Tobi'nin suratında küçük bir gülümseme vardı. Durgun bir yüz ifadesiyle Aiden'e bakarken iç çekti. "Seninle dövüşecek olan kişi başka birisiydi. Ama onun gelmesi biraz uzun sürecek sanırım. Seni öldürecek olan kişi o. Bu yüzden canını çok acıtmamak için gayret göstereceğim." Tobi, umursamaz bir tavırla söyledi ve bakışlarını Yuna'ya çevirdi.

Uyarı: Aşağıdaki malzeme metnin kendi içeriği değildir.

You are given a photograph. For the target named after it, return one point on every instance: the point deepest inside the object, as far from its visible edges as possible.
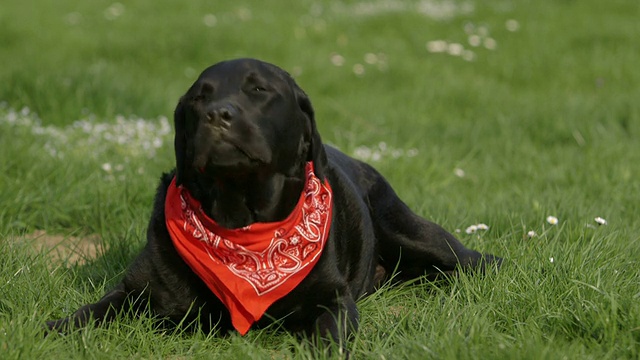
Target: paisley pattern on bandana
(250, 268)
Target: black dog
(248, 155)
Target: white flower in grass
(337, 59)
(512, 25)
(459, 172)
(455, 49)
(358, 69)
(483, 226)
(437, 46)
(600, 221)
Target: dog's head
(244, 116)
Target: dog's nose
(222, 112)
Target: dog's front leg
(336, 323)
(102, 311)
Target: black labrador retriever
(261, 222)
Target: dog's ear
(180, 142)
(315, 151)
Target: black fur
(244, 132)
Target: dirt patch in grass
(60, 248)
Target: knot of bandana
(250, 268)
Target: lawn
(519, 115)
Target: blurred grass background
(500, 112)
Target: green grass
(546, 123)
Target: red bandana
(250, 268)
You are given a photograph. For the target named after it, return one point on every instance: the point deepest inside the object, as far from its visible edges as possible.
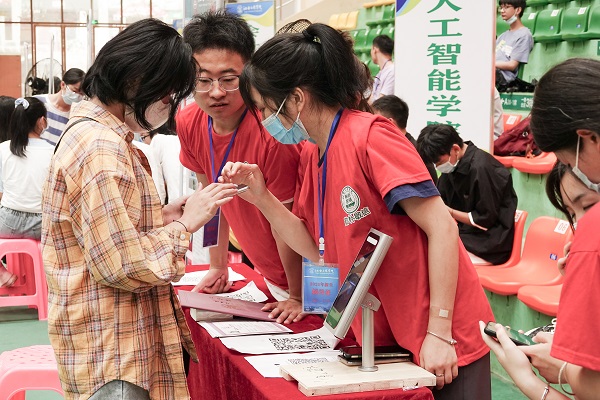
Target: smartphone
(242, 188)
(518, 338)
(355, 352)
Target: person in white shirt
(59, 104)
(24, 163)
(381, 53)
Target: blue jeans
(19, 224)
(120, 390)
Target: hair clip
(22, 102)
(310, 37)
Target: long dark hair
(7, 106)
(320, 60)
(143, 64)
(565, 100)
(553, 185)
(23, 121)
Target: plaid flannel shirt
(109, 263)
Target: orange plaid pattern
(109, 263)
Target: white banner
(444, 60)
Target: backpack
(517, 141)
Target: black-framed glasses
(228, 83)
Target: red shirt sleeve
(392, 160)
(281, 168)
(188, 123)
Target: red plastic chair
(541, 164)
(28, 368)
(544, 244)
(515, 254)
(544, 299)
(32, 278)
(511, 120)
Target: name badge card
(319, 286)
(211, 231)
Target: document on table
(250, 292)
(268, 365)
(193, 278)
(221, 329)
(320, 339)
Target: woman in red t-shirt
(362, 173)
(565, 119)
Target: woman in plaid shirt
(110, 249)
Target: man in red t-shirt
(218, 128)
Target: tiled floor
(20, 327)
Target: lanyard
(322, 184)
(229, 146)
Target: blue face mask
(296, 134)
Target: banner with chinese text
(444, 60)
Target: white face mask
(512, 19)
(580, 175)
(447, 167)
(70, 97)
(157, 114)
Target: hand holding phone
(518, 338)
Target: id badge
(319, 286)
(211, 231)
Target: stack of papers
(194, 278)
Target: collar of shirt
(465, 162)
(91, 110)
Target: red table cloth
(223, 374)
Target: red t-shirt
(278, 162)
(575, 339)
(367, 158)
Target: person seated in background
(569, 195)
(7, 106)
(59, 104)
(381, 54)
(24, 163)
(477, 190)
(514, 45)
(396, 110)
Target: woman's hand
(242, 173)
(202, 205)
(286, 311)
(511, 357)
(562, 262)
(539, 354)
(440, 359)
(174, 210)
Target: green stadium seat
(593, 31)
(374, 16)
(574, 23)
(529, 19)
(535, 3)
(387, 17)
(501, 25)
(547, 26)
(371, 34)
(389, 31)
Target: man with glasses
(59, 104)
(218, 128)
(513, 46)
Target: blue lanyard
(229, 146)
(322, 184)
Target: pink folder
(225, 305)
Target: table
(223, 374)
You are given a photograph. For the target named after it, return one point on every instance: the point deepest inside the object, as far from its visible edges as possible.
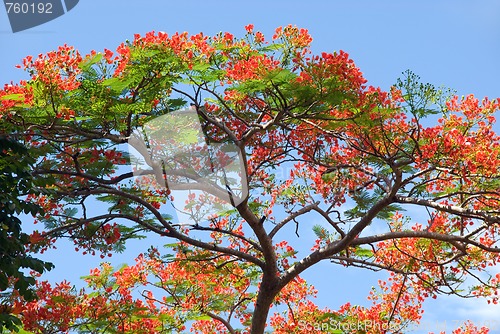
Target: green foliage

"Sizin burada olduğunuzu biliyordum fakat o korkak babanız nerede Prenses Yuna? Yoksa Mavi Ejder İmparatorluğu düşerken o pislik bir fare gibi saklanıyor mu?" Tobi'nin gülümsemesi daha da büyüyerek tüm suratına yayılmıştı.

Yuna, yüzünü ekşiterek dişlerini sıkmaya başladı. Öfkesini bastıramıyordu. Tobi o kadar sakin duruyorduki sanki bir savaşta değilde dostlarıyla alay ediyor gibiydi. İmparator Ares'ten korkak bir fare olarak bahsetmesi Yuna'nın sabrını taşıran son damlaydı. "Sana kimin korkak olduğunu göstereceğim aşağılık herif!" Yuna, sinirle bağırdı ve tüm gücüyle ileri atıldı.

Bedeninden yayılan aura tuhaf bir his yayıyordu. Tobi, Yuna'nın aurasını hissettiğinde tek kaşını kaldırarak dikkatlice onu izlemeye başlamıştı.
"Tarikatın Aiden denen çocuğu neden elde etmek istediğini biliyorum. Fakat, neden senin peşinde olduklarını anlamıyorum Prenses... Ama bu aura oldukça ilginç..." Tobi kendi kendine düşünürken Yuna, öfke dolu bir savaş narası savurdu ve Tobi'nin karın boşluğuna doğru sert bir tekme savurdu.

Aynı Aiden'de olduğu gibi Tobi sadece elini kaldırmış ve avcuyla Yuna'nın tekmesini karşılamıştı. Tobi bir adım bile gerilemezken Yuna afallamadan edememişti. Bu tekme öyle basit bir hareketle durdurulacak kadar güçsüz değildi. "Bu da ne böyle? Pislik!" Yuna, nefret dolu bakışlarını Tobi'ye dikerken bağırdı ve Tobi'nin suratına tükürdü. Tobi, durgun bir ifadeyle cübbesinden bir bez çıkardı ve tükürüğü silmeye başladı. Diğer eliyle hala Yuna'nın tekmesini tutuyordu. Tobi yüzünü temizledikten sonra bezi tekrardan cübbesine koydu.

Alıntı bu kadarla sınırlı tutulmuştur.